I'm not the kind of the person who dreamt about the big wedding or the huge house or the expensive car. In those sorts of things, I just took things as they came and always just wanted to be happy. The one thing that I had always imagined for myself, though, was to be married to a great guy, live in a nice place with 2children and no pets, of course. Just your regular yuppie couple with the yuppie kids.
I always imagined 2 because I always wanted them to have each other. Just as I am with my sisters, they would never be alone in the world and would be best friends for life.
It's funny how life throws you for a loop. So, here we are, 45 years old, 46 this year, one year has passed since we got Keira and we are now able to apply to adopt for another child again, according to the Norwegian law.
What should we do? Shall we go for another one?

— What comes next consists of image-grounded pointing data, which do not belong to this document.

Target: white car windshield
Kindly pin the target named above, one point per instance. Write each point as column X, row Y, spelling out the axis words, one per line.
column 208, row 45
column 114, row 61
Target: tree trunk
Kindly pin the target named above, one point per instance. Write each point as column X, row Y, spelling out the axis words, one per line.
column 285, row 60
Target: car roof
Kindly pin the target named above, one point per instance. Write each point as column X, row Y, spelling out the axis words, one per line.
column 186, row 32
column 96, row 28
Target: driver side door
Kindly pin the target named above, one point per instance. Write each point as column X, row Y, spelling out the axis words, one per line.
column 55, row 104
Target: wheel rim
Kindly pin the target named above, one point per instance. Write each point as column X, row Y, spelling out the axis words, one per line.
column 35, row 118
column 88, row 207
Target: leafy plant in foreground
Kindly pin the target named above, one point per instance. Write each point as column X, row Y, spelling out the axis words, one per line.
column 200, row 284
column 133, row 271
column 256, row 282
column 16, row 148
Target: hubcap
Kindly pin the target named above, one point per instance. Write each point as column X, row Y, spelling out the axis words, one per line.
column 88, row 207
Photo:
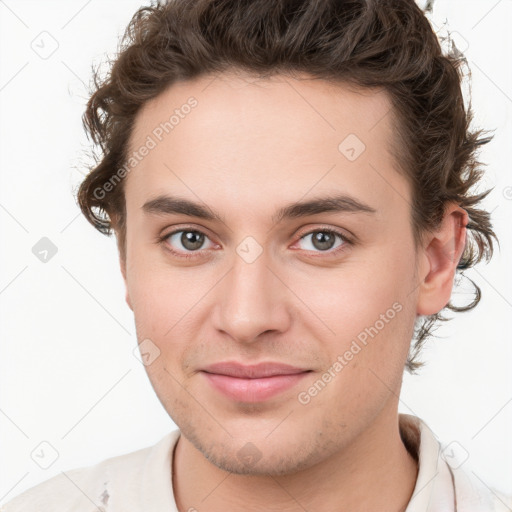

With a full time job and days which seem to end to quickly, I see how much time, patience and energy it takes to raise a child. I'm still young...well, at least I feel young, but I get worried that I won't be feeling this way all the time. How will I be in my 50's? God, I even hate saying that word, "fify." It's a ways away, but sometimes it feels like it's just right around the corner.
Let's say we apply. By the time we finish our paper work, probably about 3-4 months of this year has gone by. The wait in China for a child is approximately 4 years, which puts us close to 50.
Is it fair to have a child when you're 50 years old? Am I going to be too tired? Am I going to have enough patience? Will I be too old? Just enunciating the word "fifty" makes me feel like a grandparent already and I've just embarked on the road of parenthood.
I wish that we had started our family earlier then we maybe we wouldn't be in this predicament. I mean, really, why did I think that I had all the time in the world "once upon a time"? Why did I think that I wasn't going to get older back then?
We have waffled about this back and forth. When we realized that it would take 4 years to wait for a child, we said last night that we wouldn't go for it. Am I going to regret this 5 years from now? Will Keira be sad that she doesn't have a brother or sister? Are we being selfish for not giving that to her? Or, are we doing the right thing by her for not having another child?
I wish that I was 5 years younger. I wish that time would stop. I wish that we could start over.